Mikel Garciandía

Carta del obispo

Mikel Garciandía

La Carta del obispo de Palencia


Sobre el amor en tiempos incrédulos

14/07/2024

De entre los servicios que nos toca a los obispos, algunos desbordan el ámbito de la diócesis. Desde hace años, las iglesias de Castilla León trabajan coordinadas muchas áreas de la pastoral. Y a mí me ha correspondido trabajar el área de familia y vida. Entre los días 4 y 7 de julio, se ha celebrado el encuentro nacional en la preciosa casa de congresos que tienen los agustinos en Guadarrama. El tema ha sido, La pastoral de la vida humana, a la luz de la declaración Dignitas infinita. 
Delegados de familia de muchas diócesis españolas trabajaron con hondura y han compartido experiencias y tomado impulso para seguir luchando. En concreto, las 11 diócesis queremos trabajamos coordinados para abordar la situación de tantas parejas en crisis.
El Papa Francisco, cada miércoles ofrece unas catequesis siempre iluminadoras, y en concreto ahora ha escogido como tema El Espíritu y la Esposa -la Esposa es la Iglesia-. El Espíritu Santo guía al pueblo de Dios al encuentro con Jesús, nuestra esperanza». El 29 de mayo, comenzaba haciendo alusión al texto del Génesis: «En el principio creó Dios los cielos y la tierra. La tierra era informe y estaba desierta, las tinieblas cubrían el abismo, y el Espíritu de Dios se cernía sobre las aguas (Gn 1,1-2). El Espíritu de Dios se nos aparece como el poder misterioso que hace que el mundo pase de su estado inicial informe, desierto y sombrío a su estado ordenado y armonioso. Porque el Espíritu crea la armonía, la armonía en la vida, la armonía en el mundo.
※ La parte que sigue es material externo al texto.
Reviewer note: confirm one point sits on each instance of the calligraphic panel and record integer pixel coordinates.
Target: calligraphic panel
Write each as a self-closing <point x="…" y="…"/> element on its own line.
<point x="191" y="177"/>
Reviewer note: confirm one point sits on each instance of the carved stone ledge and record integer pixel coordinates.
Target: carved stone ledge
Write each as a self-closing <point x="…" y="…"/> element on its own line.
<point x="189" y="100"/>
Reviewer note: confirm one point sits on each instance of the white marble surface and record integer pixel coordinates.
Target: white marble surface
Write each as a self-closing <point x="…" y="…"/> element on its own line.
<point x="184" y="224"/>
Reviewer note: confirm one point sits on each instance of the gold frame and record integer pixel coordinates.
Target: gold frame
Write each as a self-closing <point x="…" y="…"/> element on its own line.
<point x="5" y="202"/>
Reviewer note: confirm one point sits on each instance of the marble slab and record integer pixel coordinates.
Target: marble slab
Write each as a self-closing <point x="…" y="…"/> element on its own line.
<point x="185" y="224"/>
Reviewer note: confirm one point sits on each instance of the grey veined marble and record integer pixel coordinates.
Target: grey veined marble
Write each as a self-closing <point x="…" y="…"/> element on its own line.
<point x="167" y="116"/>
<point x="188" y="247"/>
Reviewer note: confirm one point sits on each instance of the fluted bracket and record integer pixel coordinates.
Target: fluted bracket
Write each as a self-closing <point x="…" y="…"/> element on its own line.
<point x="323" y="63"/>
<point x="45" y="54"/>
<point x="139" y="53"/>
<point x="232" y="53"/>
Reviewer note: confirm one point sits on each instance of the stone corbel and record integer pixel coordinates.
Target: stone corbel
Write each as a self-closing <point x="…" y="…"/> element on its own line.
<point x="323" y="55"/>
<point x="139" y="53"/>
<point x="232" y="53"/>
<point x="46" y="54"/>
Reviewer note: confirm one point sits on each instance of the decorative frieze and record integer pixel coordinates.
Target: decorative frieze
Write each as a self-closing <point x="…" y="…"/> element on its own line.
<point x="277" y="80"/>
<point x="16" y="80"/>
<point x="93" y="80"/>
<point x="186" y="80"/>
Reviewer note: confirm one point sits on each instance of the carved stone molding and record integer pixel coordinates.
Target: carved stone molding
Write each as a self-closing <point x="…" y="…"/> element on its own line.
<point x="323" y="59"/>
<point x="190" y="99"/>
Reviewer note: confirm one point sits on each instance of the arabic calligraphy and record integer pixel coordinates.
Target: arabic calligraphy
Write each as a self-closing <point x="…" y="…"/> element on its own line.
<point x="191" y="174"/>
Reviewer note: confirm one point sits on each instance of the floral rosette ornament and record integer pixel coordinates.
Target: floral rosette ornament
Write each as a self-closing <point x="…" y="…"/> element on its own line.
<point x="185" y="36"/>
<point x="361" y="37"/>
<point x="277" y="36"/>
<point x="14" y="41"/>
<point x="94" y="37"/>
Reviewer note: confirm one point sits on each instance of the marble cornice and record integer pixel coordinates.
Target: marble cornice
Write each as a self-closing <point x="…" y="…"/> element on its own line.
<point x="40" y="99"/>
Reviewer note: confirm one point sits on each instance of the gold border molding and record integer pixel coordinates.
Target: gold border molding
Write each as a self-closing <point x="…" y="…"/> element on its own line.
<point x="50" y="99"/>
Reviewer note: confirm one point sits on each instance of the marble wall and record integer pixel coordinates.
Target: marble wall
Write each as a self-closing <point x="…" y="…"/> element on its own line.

En otras palabras, es Él quien hace que el mundo pase del caos al cosmos, es decir, de la confusión a algo bello y que permanece ordenado. Este es, de hecho, el significado de la palabra griega kosmos, así como de la palabra latina mundus, es decir, algo hermoso, ordenado, limpio, armonioso, porque el Espíritu es la armonía». La vocación de la familia y del matrimonio, consiste exactamente en  esto: colaborar con el Espíritu Santo, para que el designio de Dios Padre y de su Hijo se pueda cumplir. 
El filósofo Ángel Barahona, en un artículo titulado Sobre el amor en tiempos incrédulos, nos ofrece unas certeras pinceladas acerca de nuestra situación. Lo que el filósofo llama corriente mimética de nuestra cultura, ese anhelo romántico de tocar lo sublime y fijarlo para siempre, en realidad supone un descrédito del amor verdadero, genera infantilismo que perpetúa la inmadurez, inseguridad y prevenciones a la hora de establecer cualquier relación. Vivimos el espejismo de creernos autónomos y de que el otro nos pertenece. Confundimos amor y placer, con lo que el otro va quedando erosionado, se enfría la pasión, y se genera la pérdida irreparable del otro como don, como regalo.
Al banalizar el deseo, la afectividad se vuelve exigente porque es necesidad y se pierde la gratuidad que es la esencia de toda relación. Aquí la visión cristiana puede aportar su sabiduría: para amar al otro, es imprescindible amarse a sí mismo, no como Narciso, sino como Dios nos ama, incondicionalmente. Como en tantas otras facetas, el Espíritu nos invita a cambiar de paradigma: pasar de una cultura onanista centrada en la perfección, que ha perdido de vista el desorden y la vulnerabilidad del deseo, a reconocer que somos pobres y estamos heridos. Mayo del 68 había establecido una férrea dictadura cultural a la que hay que contestar diciendo que reservarse es perder, y donarse es ganar. Frente a un mundo policial, hiperlegalista y fariseo, otro donde la misericordia y el servicio tejen comunidad y compromiso. El matrimonio es una vocación hermosísima: porque se trata de un aprendizaje, un proyecto común dinámico en el tiempo, una tarea con una meta, pero sin caminos trillados. El matrimonio requiere un continuo anatema con el dinero, con los afectos externos, y con los proyectos que excluyan al otro. Tantas veces la relación misma no es más que un castillo narcisista con expectativas y exigencias de adoración, donde el otro, es un competidor narcisista que no ha sabido apreciar mi divinidad. 
En definitiva, me focalizo más en la rivalidad que en el otro. La obsesión por conseguir la igualdad no es fecunda, la comunión sí. Del amor romántico de estar al lado, al amor real de estar en frente, de confrontar, diciendo al otro y mirando al otro como Dios lo hace. Así aletea el Espíritu sobre el caos informe, y lo recrea. Amar esa fragilidad es ya el cielo. ¡Preciosa vocación!